Noem je jezelf een groep of een team? Vaak worden deze aanduidingen door elkaar gebruikt, maar er is een verschil. In dit artikel een korte schets van de karakteristieken en de ontwikkeling van groepen en teams om inzicht te geven in samenwerking.
Wanneer werk je in een groep?
De definitie van een groep is twee of meer mensen die samenwerken met een bepaald doel voor ogen. De individuen communiceren en zijn afhankelijk van elkaar om het doel te bereiken (Robbins & Coulter, 2013). Groepen kunnen formeel en informeel van aard zijn. Een voorbeeld van een formele groep vind je terug in bedrijven, zoals een groep inpakkers aan de lopende band. Zij hebben een taak die is voortgevloeid uit een organisatiedoelstelling (Robbins & Judge, 2011). Formele groepen zijn nog verder op te splitsen in bevelgroepen of taakgroepen. Informele groepen worden onderling gevormd en zijn sociaal van aard. Vaak zijn deze groepen gebonden door gedeelde interesses of vriendschappen.
Stadia van groepsontwikkeling
Wanneer je samen bent geplaatst om een bepaald doel te realiseren, ben je niet direct een vlot lopende machine. Groepsontwikkeling is een proces. Bruce Tuckman (psycholoog) heeft onderzoek gedaan naar teamvorming. Hij heeft aangetoond dat een groep vijf fasen doorloopt. Het kan zijn dat een groep blijft steken in een bepaalde fase. Ook worden sommige fase simultaan doorlopen of begint de cyclus opnieuw. Hieronder de vijf stadia.
-
- 1 – Formering (of vormen)
Hierin wordt men lid van een groep. In deze fase wordt ook het doel van de groep bepaald en een leider aangewezen. Er heerst nog veel onzekerheid en de verhoudingen zijn nog niet helemaal duidelijk.
-
- 2 – Schikking (of stormen)
In deze fase worden, mede door conflicten, de verhoudingen bepaald. Het individu wordt enigszins beperkt door het lid zijn van de groep en biedt hiertegen weerstand.
-
- 3 – Normering (normeren)
In deze fase ontstaan relaties en samenhang. Teamleden staan meer open voor elkaar en vatten meningsverschillen daarom niet meer op als persoonlijke aanvallen. Er zijn rollen en taken verdeeld en er worden doelstellingen geformuleerd.
-
- 4 – Presteren
De groep functioneert in fase vier naar behoren nu alle pijlen zijn gericht op het goed uitvoeren van taken. Het team is gericht bezig om de doelstelling te halen. Elk teamlid is bekend met de werkwijze en staat hierachter. Het werken is plezierig, harmonieus en gaat voorspoedig. Ook is ieders gedrag flexibel.
-
- 5 – Afwikkeling (uiteengaan)
Het doel is bereikt en het team wordt daarom opgeheven. Tegen het einde van de periode daalt mogelijk de motivatie omdat er een onplezierig moment te wachten staat. Het team valt uiteen.

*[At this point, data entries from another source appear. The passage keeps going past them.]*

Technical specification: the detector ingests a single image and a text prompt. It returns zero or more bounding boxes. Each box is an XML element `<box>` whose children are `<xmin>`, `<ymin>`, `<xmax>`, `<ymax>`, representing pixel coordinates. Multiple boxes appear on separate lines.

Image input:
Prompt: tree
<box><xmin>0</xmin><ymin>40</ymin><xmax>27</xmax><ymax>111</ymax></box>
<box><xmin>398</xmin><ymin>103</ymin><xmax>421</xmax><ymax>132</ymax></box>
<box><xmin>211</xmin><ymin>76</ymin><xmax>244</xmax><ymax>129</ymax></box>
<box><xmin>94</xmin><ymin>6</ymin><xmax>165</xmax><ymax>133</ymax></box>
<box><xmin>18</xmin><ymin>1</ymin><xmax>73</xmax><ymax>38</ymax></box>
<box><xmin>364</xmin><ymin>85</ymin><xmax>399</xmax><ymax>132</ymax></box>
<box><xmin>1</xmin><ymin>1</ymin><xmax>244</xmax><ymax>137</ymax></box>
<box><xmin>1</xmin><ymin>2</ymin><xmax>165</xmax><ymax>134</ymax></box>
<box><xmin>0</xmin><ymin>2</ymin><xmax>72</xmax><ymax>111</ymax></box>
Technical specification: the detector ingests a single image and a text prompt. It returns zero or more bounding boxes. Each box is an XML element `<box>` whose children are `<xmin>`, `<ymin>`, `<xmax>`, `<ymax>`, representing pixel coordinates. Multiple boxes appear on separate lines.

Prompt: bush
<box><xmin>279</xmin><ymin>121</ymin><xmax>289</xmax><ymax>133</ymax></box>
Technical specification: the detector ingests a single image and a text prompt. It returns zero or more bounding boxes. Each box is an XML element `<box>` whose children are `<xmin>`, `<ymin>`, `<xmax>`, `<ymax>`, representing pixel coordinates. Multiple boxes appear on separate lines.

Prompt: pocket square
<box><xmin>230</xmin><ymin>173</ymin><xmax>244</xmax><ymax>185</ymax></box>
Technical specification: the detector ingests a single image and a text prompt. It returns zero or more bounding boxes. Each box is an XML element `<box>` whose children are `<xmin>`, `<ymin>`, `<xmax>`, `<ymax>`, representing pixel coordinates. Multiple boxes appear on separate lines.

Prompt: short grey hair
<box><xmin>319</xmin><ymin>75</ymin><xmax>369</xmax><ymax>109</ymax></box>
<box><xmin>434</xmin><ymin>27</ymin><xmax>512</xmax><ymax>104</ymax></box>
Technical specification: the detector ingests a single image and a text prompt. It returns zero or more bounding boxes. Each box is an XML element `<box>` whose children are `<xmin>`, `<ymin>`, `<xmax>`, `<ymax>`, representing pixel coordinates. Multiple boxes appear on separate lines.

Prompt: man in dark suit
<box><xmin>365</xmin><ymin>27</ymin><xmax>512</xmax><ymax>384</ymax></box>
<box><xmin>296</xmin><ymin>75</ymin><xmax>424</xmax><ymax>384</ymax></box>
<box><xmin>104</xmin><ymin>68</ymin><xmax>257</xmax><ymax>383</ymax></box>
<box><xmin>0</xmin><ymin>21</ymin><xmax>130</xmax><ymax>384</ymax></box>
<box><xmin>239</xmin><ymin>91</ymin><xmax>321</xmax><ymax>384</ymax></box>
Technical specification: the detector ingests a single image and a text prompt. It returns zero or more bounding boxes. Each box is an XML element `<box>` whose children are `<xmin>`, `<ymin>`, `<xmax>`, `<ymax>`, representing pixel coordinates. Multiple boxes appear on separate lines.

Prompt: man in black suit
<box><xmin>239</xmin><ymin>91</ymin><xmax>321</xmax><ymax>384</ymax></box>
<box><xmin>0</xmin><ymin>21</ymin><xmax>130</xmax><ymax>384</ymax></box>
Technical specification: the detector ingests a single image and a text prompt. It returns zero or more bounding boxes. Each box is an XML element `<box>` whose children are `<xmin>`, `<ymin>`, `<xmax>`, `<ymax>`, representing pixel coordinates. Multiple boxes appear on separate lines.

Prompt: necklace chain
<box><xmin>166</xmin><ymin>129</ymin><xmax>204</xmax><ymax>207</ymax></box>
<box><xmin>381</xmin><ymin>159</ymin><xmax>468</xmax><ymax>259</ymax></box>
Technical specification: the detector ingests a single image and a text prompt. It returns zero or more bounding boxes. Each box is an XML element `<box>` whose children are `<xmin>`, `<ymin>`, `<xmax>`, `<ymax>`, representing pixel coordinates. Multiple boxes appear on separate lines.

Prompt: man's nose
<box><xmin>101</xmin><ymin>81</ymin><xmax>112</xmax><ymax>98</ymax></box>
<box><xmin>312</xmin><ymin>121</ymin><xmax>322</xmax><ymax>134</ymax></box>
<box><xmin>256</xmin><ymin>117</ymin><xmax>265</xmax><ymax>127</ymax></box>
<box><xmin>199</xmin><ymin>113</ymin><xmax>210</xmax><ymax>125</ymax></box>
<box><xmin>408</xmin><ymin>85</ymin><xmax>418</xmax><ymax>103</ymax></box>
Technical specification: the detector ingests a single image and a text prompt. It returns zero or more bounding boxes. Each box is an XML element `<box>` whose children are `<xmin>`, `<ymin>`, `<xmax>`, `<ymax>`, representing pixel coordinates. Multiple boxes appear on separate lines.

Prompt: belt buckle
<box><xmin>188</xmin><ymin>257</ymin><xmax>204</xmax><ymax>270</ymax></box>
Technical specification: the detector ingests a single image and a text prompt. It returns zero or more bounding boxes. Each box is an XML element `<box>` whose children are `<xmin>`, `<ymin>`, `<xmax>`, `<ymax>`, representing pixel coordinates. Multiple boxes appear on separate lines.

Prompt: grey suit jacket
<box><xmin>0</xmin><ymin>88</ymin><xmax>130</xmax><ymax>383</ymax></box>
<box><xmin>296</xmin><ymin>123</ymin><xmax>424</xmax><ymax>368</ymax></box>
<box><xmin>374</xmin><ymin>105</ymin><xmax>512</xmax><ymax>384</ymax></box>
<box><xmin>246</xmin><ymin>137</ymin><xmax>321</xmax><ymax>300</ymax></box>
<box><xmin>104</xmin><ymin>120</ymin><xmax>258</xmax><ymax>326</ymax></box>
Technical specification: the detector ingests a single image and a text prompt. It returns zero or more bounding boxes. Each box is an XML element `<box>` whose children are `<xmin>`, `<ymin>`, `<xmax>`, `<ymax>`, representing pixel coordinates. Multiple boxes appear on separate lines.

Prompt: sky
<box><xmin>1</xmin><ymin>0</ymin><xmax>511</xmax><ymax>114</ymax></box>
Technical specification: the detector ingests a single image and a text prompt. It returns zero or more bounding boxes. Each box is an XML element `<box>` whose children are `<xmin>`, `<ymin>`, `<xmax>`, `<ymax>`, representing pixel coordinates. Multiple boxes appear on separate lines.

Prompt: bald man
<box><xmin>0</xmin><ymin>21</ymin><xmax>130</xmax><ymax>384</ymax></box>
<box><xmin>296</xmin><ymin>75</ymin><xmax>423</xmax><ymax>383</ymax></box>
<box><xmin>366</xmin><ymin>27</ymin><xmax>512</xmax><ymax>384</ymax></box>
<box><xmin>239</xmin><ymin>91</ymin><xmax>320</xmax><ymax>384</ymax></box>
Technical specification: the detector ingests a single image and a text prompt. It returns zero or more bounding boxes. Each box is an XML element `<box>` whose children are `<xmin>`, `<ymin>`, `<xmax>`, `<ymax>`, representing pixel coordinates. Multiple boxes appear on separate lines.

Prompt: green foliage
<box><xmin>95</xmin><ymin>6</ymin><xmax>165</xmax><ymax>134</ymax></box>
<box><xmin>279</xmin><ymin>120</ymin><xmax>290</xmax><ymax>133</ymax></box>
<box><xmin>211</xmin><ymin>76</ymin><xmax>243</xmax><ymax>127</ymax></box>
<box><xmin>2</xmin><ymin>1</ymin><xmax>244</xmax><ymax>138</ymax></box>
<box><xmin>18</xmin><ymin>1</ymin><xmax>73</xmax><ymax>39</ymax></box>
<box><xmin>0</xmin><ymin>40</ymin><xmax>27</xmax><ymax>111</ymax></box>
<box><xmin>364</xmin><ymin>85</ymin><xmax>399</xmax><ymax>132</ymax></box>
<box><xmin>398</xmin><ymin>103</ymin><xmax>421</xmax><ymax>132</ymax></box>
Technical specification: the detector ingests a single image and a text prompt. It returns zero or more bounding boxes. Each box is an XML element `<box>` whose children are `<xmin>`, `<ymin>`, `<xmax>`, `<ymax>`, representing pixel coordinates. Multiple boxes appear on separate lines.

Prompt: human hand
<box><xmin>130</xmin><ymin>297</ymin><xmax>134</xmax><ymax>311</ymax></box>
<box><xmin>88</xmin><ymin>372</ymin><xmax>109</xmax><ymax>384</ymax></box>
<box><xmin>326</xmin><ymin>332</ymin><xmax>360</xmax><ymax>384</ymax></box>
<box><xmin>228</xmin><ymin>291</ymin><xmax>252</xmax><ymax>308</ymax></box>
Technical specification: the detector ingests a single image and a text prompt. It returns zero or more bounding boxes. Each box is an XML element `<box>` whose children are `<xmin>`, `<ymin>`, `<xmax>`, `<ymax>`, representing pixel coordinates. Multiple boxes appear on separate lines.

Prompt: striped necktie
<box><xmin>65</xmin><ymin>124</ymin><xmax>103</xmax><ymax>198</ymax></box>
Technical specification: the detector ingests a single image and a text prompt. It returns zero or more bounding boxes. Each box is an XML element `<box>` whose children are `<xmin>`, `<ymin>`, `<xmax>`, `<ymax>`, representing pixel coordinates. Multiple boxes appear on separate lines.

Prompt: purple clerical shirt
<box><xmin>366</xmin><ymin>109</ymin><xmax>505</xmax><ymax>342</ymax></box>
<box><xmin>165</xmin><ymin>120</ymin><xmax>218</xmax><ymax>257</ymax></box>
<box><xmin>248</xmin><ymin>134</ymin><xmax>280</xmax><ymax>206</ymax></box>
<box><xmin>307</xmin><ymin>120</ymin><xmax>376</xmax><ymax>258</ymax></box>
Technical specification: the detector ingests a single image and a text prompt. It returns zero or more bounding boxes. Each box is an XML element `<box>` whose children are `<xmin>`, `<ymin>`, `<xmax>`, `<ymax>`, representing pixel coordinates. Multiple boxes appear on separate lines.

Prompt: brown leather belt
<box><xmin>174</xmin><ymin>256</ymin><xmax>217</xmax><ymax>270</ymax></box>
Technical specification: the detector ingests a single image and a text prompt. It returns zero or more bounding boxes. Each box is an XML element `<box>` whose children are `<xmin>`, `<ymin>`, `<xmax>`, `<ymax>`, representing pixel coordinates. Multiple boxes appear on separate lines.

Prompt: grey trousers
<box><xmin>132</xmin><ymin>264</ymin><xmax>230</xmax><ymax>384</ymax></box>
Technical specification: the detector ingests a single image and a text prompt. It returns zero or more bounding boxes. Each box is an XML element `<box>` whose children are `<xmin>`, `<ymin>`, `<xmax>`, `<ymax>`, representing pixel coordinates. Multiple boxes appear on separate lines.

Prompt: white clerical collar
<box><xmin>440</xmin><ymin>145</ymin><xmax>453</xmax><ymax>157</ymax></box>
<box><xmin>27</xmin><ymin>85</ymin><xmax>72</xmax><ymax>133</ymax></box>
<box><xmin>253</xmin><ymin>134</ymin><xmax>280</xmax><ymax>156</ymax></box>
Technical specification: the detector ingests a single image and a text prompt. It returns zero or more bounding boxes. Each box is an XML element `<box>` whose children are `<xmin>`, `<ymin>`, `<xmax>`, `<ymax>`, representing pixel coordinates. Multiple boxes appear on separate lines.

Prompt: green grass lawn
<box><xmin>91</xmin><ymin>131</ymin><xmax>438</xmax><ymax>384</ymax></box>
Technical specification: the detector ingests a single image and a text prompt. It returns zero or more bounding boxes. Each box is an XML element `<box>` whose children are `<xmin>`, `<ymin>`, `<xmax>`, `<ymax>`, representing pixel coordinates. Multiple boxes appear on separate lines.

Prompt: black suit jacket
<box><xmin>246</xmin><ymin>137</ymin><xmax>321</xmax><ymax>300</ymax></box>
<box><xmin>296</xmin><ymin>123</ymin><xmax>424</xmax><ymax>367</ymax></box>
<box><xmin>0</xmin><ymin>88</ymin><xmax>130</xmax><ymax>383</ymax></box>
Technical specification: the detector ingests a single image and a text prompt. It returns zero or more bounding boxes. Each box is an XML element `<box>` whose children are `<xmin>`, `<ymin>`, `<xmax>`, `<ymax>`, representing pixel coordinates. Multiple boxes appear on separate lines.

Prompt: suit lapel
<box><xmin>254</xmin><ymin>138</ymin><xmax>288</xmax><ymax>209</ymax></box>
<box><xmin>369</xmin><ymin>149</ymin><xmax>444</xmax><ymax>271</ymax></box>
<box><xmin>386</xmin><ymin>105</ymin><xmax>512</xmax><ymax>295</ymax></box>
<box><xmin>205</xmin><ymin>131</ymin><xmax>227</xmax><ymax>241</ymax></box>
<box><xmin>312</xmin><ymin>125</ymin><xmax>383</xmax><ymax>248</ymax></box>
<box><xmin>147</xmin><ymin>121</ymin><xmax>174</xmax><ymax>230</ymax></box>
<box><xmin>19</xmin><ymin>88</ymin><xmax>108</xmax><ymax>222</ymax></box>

In de afbeelding is de ontwikkeling van groepsfasen uitgebeeld door Martijn Vroemen. De grijze lijn die zich langzaam omhoog beweegt representeert de effectiviteit van de groep. Deze lijn is te lezen van beneden (lage effectiviteit) naar boven (hoge effectiviteit). Na verloop van tijd wordt de productiviteit hoger. De lijn wordt weergegeven op de horizontale as die zich van links naar rechts beweegt. Zoals de pijl in cirkelvorm aangeeft, bevinden groepen zich mogelijk in een cyclus tijdens stadia twee tot en met vier.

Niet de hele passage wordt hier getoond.